Was braucht der Globetrotter zum Reisen?

Norbert Lüdtke, zuerst veröffentlicht in der Zeitschrift DER TROTTER Ausgabe 125 (2007) als Teil 3 der Artikelreihe Wir Globetrotter

»Reisen zu können erfordert mehr als Zeit und Geld.
Es ist eine Kunst, und wir müssen zweifeln, ob sie erlernbar ist. 
Zeit, Geld und Gelegenheit mögen stimmen, und die Fahrt geht auch los, 
aber die Rechnung ist ohne den Reisenden nicht zu machen, 
wie sich spätestens bei der Rückkehr zeigt. 
Man kann abfahren, ohne wahrhaft auf Reisen zu gehen, 
und wieder ankommen, ohne fortgewesen zu sein.«
Gert Mattenklott:
Der übersinnliche Leib. Beiträge zur Metaphysik des Körpers
Rowohlt Reinbek bei Hamburg 1983 255 S.

Diese scheinbar einfach Frage ist nicht so einfach zu beantworten. Denn Globetrotter ist nicht gleich Globetrotter und vor allem: Was braucht man unterwegs, was man zu Hause nicht braucht? Es hilft auch hier, die Frage schrittweise anzugehen. Die erste Frage, was ein Globetrotter weniger braucht als andere Reisende, wurde bereits im vorigen Teil dieser Serie beantwortet: Er benötigt weniger Führung als ein Tourist, denn schließlich strebt er ein selbstbestimmtes Reisen an.
Der Markt des Reisens dagegen lebt von Träumen und Mythen: man möchte Abenteuerreisen mit Nervenkitzel, aber ohne Risiko; Weltreisen in drei Wochen, aber mit exakter Zeitplanung; Reisen mit Erlebnis & Fun, aber ohne Mühe. Outdoor und Natur, aber mit weichem Bett und Dusche. Für Möchtegern-Reisende, die sagen: „Selbst reisen? – Will ich nicht!“

Was braucht ein Globetrotter ebenso wie andere?
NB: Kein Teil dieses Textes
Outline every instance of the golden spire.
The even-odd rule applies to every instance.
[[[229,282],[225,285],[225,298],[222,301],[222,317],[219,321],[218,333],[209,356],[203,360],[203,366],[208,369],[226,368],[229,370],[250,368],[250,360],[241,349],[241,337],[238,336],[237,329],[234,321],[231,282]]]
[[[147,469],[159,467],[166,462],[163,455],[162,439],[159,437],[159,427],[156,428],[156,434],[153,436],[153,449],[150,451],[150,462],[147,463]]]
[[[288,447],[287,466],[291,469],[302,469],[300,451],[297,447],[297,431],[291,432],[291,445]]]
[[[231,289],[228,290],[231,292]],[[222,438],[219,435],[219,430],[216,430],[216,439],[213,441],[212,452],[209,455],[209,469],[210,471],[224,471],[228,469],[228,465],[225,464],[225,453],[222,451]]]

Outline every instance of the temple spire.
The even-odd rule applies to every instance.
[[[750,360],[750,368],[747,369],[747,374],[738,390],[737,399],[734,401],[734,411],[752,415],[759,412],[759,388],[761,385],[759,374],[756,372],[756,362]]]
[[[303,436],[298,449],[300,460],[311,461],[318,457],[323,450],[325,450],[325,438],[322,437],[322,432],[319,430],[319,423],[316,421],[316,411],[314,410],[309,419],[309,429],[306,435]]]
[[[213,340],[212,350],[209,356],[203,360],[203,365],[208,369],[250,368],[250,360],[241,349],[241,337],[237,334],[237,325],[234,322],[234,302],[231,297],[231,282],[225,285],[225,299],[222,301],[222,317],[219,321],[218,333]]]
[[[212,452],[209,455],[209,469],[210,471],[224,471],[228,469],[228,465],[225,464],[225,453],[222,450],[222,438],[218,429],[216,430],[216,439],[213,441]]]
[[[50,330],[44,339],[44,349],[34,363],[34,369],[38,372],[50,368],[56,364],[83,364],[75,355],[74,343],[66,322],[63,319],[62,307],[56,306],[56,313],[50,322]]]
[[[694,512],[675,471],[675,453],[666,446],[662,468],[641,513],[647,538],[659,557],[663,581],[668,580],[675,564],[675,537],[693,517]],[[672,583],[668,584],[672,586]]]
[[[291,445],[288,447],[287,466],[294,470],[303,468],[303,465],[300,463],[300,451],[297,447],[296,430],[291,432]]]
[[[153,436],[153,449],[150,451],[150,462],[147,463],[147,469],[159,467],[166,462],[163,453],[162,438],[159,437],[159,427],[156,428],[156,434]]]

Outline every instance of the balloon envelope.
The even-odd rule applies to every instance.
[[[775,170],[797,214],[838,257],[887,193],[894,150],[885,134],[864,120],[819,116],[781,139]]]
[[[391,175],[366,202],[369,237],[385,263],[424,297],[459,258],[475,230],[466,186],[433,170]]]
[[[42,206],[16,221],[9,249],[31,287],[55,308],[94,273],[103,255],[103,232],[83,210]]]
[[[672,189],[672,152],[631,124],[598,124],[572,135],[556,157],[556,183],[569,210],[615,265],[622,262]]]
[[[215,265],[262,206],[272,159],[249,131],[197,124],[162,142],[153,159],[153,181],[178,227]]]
Die zweite Frage erscheint klar: Ohne Paß kann niemand frei reisen, weniger bedeutsam sind andere Reisedokumente wie Führerschein, Kfz-Schein usw. Als Deutsche und als EU-Bürger sind wir daran gewohnt, daß viele Länder von uns kein Visum verlangen und daß sich vor dem bordeauxroten Paß ziemlich schnell alle Schlagbäume dieser Welt heben. Dennoch: Kaum ein Globetrotter, der unterwegs noch nie an seinen Dokumenten geschraubt und gebastelt hätte. Doch damit begeben wir uns die Grauzone am Rande der Legalität. Und worüber man nicht schreiben darf … Bereits unser Paß bevorzugt uns Globetrotter. Die Pässe manch anderer Staaten haben kein eingebautes »Sesam-öffne-Dich« (siehe Die Farbe unserer Pässe in Trotter 123). Nicht vergessen sind auch die Staatenlosen ohne Paß, die kein Staat haben will und die im Niemandsland stranden, bis sich auch für sie ein Weg öffnet, meist Flüchtlinge und andere Formen von »Migranten«.

Was brauchen alle Reisenden zum Reisen?

Jeder Reisende benötigt für seine Reisen Zeit, Geld, Know-How und Ausrüstung. Doch jeder Reisende verfügt über ein eigenes, besonderes Maß an diesen Ressourcen und so zeigen sich im Umgang damit die Unterschiede zwischen verschiedenen Typen besonders deutlich. Es scheint lohnend genauer zu betrachten, wie Reisende ihr Potential an Zeit, Geld, Know-How und Ausrüstung ausschöpfen.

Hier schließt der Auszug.